Katara/A la escuela
A LA ESCUELA
A pocos pasos de nuestra choza, se alzaba un colosal sicomoro a cuya sombra me pareció que estaría perfectamente mi escuela; y ana mañana, después de llamar, por medio de Ricardito, a los diez o doce que me parecían más indicados para que fuesen mis discípulos, sentado en mi silla con cierta solemnidad, les hablé de esta manera: —Estoy muy contento, porque me tratais como si fuese hermano vuestro y, además, porque me habeis enseñado a hablar en vuestra lengua; y quiero ahora que esto que habeis hecho, sea bueno para vosotros.
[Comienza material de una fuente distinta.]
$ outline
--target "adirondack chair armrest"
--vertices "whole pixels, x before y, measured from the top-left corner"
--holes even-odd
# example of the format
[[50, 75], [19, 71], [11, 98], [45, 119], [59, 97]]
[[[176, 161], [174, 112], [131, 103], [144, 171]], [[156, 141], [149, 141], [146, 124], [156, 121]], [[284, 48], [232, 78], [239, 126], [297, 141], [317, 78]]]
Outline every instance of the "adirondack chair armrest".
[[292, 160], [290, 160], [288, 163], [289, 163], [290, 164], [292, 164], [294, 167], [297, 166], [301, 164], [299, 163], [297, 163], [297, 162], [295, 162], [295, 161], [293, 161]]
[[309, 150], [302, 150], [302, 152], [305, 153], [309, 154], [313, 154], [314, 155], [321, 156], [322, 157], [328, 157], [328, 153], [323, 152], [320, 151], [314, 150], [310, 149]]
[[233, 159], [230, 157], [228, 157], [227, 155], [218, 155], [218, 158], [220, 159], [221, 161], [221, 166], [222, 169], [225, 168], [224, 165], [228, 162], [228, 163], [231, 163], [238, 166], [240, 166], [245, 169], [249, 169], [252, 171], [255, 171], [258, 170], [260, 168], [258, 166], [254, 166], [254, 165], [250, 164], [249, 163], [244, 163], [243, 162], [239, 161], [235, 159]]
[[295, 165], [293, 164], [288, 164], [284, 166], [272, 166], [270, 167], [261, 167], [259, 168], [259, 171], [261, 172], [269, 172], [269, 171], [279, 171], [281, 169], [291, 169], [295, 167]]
Yo sé muchas cosas grandes que aprendí en la tierra que está donde nace el sol, y de la cual he venido; y como ahora puedo enseñaroslas a vosotros, porque me entendeis bien, os he llamado para preguntaros si quereis escuchar todas las mañanas, debajo de este árbol, esas cosas que yo sé.
Al oirme, todos se pusieron de pié, demostrando una alegría indescriptible, y todos, a una, gritaron: ¡Sí, sí, Katara! ¡Habla, Katara, habla!
Yo no dudaba de que el efecto de mi sencilla peroración sería bueno; pero nunca pude imaginarme que produjese en aquel mi pequeño auditorio un entusiasmo que me sería difícil describir. Durante un largo rato, las exclamaciones, los comentarios, las risas reve ladoras de un gozo verdaderamente íntimo, no me dejaron pronunciar una palabra más.
Iban a escuchar cosas grandes, como ellos decían, iban a saber lo que para ellos eransecretos, y les parecía mentira. ¡Oh, humanidad siempre la misma, ansiando nuevas verdades, buscando nuevos descubrimientos!
Cuando mis jóvenes discípulos se hubieron calmado, les dije: —Perfectamente. Katara os irá diciendo todo lo que él sabe, muy despacio, muy poco a poco, pero con una sola condición: la de que vosotros enseñareis después a todos, lo mismo a los ancianos que a los niños, aquello que vais aprendiendo.
—Enseñaremos, Katara, enseñaremos siempre— exclamaron todos.
—Pues bien confiando en que me cumplireis vuestra promesa, voy a empezar ahora mismo.
Y el auditorio se dispuso a escucharme con religioso silencio.
Para instruir con resultado a aquellas gentes, dos cosas se me aparecían como indispensables: el método y la claridad. Yo debía comenzar por lo más elemental y lo que respondiese a una mayor necesidad de aquellos hombres, a fin de ir gradual y sucesivamente llevándoles de una manera insensible, a lo menos apremiante y, a la vez, más complejo. Sólo así darían fruto mís lecciones.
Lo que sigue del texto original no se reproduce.